I told her that I'd already intended to go to the cottage for
the weekend to grade papers. I did not much like Lydia telling
me what to do with my freedom before I even had it, but
I didn't like hurting her, either. I didn't like that at all. I told
her I'd think about staying at Carolyn's, and, in an effort to
change the subject, I said, "You know, you can go to Europe
by yourself if you want to."

"Of course I can." As she bristled, I was reminded of two
things: just how fiercely independent Lydia had once been,
and just how much she had changed without my really noticing.
It should be said, however, that neither her fierceness
nor her independence had come naturally. Rather, they
had been foisted upon her by careless parents who spent almost
all their time fighting, complaining about each other,
feeling sorry for themselves, and ignoring her. As a result
she had become very tough and oddly territorial. Most of
us are capable of being possessive about small spaces, duties,
achievements, lovers, and sometimes friends. Lydia had
been possessive about everything. She had divided the world
quite clearly between hers and yours. Jack Purcell tennis shoes
had been hers; I hadn't been allowed to own a pair. Glenn's
Diner had been her restaurant. No matter how many times
I ate there, I had always been an interloper. She had owned
it. She had owned asparagus, Wedgwood blue, Virginia
Woolf, the coast of Maine, all Woody Allen movies, the word
"ennui," Auguste Renoir, and autumn, and she hadn't been
very interested in sharing any of them. She hadn't been interested
in sharing music at all, except Django Reinhardt. She
had loved Jerry Jeff Walker until I had borrowed a CD, and
she'd found it in my car one day. "What's this doing here?"
she had asked.

"I've been listening to it," I'd said. "I like it."

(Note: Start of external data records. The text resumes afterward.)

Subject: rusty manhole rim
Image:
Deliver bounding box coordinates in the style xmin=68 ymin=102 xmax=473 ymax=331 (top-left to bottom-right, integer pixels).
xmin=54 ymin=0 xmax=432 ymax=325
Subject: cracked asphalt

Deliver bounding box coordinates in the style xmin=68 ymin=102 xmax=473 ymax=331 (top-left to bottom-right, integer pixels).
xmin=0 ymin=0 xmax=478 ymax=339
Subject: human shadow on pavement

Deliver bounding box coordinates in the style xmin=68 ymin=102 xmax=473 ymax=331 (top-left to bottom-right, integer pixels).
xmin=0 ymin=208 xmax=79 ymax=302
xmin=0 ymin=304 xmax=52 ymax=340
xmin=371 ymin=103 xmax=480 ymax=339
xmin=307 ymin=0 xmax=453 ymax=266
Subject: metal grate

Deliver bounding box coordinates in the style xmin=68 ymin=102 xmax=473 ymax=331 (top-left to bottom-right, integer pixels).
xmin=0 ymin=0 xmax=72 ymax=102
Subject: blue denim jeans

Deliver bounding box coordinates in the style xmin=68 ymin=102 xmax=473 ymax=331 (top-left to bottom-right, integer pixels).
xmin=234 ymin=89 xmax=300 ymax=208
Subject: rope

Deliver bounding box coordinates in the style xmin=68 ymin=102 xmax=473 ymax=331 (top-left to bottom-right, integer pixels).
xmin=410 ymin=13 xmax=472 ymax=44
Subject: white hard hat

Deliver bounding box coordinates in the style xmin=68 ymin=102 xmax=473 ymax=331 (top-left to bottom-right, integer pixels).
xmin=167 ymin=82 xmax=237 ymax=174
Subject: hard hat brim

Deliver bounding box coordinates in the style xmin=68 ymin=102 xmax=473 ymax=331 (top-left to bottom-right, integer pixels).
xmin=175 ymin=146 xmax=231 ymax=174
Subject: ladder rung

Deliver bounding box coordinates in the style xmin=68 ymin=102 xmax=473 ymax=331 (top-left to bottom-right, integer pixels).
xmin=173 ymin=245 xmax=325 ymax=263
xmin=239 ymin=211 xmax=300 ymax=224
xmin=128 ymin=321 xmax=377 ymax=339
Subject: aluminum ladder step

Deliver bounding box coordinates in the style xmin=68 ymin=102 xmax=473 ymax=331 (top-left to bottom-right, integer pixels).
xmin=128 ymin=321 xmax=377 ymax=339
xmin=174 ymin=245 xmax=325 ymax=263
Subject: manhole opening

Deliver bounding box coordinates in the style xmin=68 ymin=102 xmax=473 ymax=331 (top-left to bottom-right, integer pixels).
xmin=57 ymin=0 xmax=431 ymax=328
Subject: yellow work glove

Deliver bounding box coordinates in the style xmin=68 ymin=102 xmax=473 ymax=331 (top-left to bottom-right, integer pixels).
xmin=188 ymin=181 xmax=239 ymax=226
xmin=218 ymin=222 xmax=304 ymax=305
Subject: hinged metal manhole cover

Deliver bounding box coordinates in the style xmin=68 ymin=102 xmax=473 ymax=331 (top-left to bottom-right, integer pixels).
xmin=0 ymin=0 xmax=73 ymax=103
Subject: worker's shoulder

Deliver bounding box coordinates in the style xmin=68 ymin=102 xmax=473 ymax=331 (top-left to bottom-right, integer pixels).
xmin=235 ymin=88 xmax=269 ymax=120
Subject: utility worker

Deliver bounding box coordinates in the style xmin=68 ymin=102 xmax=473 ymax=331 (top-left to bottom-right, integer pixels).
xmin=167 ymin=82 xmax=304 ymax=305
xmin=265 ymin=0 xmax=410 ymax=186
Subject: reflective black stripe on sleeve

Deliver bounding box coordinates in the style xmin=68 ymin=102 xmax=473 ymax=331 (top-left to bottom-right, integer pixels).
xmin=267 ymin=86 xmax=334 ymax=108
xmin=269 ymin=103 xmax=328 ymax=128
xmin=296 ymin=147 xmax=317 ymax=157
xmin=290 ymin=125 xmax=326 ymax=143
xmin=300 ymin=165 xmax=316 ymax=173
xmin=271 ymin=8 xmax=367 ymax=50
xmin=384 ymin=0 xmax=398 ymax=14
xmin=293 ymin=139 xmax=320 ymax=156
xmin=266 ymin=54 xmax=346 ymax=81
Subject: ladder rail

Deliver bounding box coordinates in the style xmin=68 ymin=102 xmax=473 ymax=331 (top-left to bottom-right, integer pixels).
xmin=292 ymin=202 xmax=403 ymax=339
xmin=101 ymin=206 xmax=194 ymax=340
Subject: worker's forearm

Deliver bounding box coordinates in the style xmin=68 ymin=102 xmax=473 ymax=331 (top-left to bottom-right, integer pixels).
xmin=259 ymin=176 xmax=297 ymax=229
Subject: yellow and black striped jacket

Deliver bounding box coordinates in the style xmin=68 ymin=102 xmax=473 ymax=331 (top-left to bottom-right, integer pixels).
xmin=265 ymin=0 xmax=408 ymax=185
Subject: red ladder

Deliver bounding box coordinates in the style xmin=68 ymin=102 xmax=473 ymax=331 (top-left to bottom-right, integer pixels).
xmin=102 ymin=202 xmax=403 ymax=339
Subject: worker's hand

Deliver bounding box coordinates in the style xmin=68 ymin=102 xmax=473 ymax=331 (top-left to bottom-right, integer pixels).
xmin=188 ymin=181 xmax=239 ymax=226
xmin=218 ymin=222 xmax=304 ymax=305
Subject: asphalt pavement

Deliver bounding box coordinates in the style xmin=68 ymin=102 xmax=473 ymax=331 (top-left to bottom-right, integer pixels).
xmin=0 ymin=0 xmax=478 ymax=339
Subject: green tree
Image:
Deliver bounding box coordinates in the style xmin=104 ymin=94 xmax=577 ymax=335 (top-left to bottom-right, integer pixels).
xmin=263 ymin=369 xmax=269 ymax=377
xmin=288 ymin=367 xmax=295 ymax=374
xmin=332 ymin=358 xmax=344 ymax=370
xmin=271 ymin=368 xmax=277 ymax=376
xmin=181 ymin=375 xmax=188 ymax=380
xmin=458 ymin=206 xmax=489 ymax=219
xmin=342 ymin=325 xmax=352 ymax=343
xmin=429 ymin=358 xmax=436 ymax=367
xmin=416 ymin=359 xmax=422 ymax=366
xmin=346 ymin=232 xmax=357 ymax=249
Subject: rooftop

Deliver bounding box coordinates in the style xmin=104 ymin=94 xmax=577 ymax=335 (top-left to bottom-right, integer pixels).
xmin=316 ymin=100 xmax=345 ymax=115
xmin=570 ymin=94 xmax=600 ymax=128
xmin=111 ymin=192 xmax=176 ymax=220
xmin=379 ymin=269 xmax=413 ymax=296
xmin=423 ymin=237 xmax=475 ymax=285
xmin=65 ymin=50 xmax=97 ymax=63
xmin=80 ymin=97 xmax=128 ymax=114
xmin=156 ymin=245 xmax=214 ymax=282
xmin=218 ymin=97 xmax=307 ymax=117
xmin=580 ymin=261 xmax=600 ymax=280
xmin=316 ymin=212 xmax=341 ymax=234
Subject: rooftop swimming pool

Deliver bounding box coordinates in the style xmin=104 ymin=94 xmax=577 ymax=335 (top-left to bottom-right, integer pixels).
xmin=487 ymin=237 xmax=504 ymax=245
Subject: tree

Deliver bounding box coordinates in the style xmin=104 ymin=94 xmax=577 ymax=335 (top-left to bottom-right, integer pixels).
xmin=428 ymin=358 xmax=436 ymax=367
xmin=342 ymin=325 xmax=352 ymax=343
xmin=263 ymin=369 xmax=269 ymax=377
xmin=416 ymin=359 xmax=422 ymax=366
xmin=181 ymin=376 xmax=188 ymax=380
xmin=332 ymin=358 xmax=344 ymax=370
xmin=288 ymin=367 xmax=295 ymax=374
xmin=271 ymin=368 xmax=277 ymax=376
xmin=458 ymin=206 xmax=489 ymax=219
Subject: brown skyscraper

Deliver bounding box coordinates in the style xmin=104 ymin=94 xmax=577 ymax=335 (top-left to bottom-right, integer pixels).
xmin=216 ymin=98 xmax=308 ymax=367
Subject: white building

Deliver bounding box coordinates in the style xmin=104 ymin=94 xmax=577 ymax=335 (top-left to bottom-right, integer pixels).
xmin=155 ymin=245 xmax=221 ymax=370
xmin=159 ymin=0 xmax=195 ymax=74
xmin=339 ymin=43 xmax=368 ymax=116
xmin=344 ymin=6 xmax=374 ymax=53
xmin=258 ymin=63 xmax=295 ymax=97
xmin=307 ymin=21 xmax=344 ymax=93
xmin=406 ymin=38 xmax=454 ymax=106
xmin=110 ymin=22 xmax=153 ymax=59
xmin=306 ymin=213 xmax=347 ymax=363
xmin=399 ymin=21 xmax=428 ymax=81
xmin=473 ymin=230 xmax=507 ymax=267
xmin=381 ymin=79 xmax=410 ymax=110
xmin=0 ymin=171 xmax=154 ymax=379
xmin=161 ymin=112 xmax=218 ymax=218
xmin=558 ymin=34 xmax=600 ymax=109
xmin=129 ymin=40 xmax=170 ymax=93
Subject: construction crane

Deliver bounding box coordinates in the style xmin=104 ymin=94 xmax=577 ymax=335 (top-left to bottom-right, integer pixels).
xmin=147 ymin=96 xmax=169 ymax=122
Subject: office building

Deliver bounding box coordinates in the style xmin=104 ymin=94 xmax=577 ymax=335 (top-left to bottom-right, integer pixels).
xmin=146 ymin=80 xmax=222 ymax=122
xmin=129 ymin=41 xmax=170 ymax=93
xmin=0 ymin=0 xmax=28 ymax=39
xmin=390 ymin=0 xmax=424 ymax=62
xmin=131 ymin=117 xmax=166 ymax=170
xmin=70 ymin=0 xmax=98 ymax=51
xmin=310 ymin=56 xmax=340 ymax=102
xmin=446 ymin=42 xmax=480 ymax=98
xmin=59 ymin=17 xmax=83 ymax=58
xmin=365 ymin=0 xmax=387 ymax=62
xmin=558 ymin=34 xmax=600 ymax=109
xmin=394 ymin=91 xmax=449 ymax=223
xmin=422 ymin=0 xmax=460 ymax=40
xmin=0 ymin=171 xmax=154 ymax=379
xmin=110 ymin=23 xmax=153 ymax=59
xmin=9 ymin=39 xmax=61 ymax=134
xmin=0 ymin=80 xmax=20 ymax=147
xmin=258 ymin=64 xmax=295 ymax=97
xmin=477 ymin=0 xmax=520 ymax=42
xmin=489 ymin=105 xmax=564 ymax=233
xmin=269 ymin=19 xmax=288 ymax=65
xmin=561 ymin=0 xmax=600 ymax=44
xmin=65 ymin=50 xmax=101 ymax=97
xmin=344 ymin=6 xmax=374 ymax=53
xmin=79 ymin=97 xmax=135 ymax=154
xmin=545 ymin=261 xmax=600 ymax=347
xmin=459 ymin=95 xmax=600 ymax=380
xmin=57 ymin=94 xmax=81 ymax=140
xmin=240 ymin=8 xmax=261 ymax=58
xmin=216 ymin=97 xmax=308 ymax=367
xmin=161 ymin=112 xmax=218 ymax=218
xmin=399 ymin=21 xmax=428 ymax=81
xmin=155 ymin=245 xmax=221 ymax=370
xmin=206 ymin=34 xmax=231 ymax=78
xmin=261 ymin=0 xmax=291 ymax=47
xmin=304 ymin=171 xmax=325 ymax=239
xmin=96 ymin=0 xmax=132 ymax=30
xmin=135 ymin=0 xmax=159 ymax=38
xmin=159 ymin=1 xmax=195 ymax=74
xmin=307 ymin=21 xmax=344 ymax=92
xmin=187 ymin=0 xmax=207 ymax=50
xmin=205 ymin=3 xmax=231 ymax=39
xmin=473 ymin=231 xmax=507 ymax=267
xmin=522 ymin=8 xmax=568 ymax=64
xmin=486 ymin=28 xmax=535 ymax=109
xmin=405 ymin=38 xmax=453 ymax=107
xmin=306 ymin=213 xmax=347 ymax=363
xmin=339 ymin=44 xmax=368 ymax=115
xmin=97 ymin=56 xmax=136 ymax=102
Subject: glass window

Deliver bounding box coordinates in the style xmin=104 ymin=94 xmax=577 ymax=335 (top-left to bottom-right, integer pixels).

She handed it to me. "Here. It's yours." As far as I know,
she never listened to it again. Now it seemed that she cared
much less about "her things." Either that or I had become one
of them.

Why had I answered so quickly that I couldn't go to Europe?
I had the time; I had the money. I guess I didn't want to go; I
wanted to stay home and get to the bottom of this Lisa Kim
thing. Or maybe I didn't want to go with Lydia, not just when
I had won some breathing space. Or maybe it was some of all
of that. And if I really wanted to find out about Lisa Kim, why
had I signed on for the canoe trip? But I knew the answer
to that one. I'd done so at a time when I was spending half
my days running after Lisa Kim, and half running away from
her, thinking that if I ran fast and far enough, my life might
get back to normal. It happened on a day when I was running
away from her. I said yes, and just to seal it before I changed
my mind, I pitched my idea for an article to the
Trib
travel
people, and they said yes, and so I was committed. Good.
Now I wasn't so sure.

I called Carolyn the next day and told her I'd take care of
Cooper if she couldn't find anyone else to, but I didn't mention
staying in her condo. I also asked more about the counselor
she had seen, and finally, if she would mind giving me
his name. "No," she said, although I wasn't so sure. Was she
territorial, too? "Gene Brooke; he's in the book."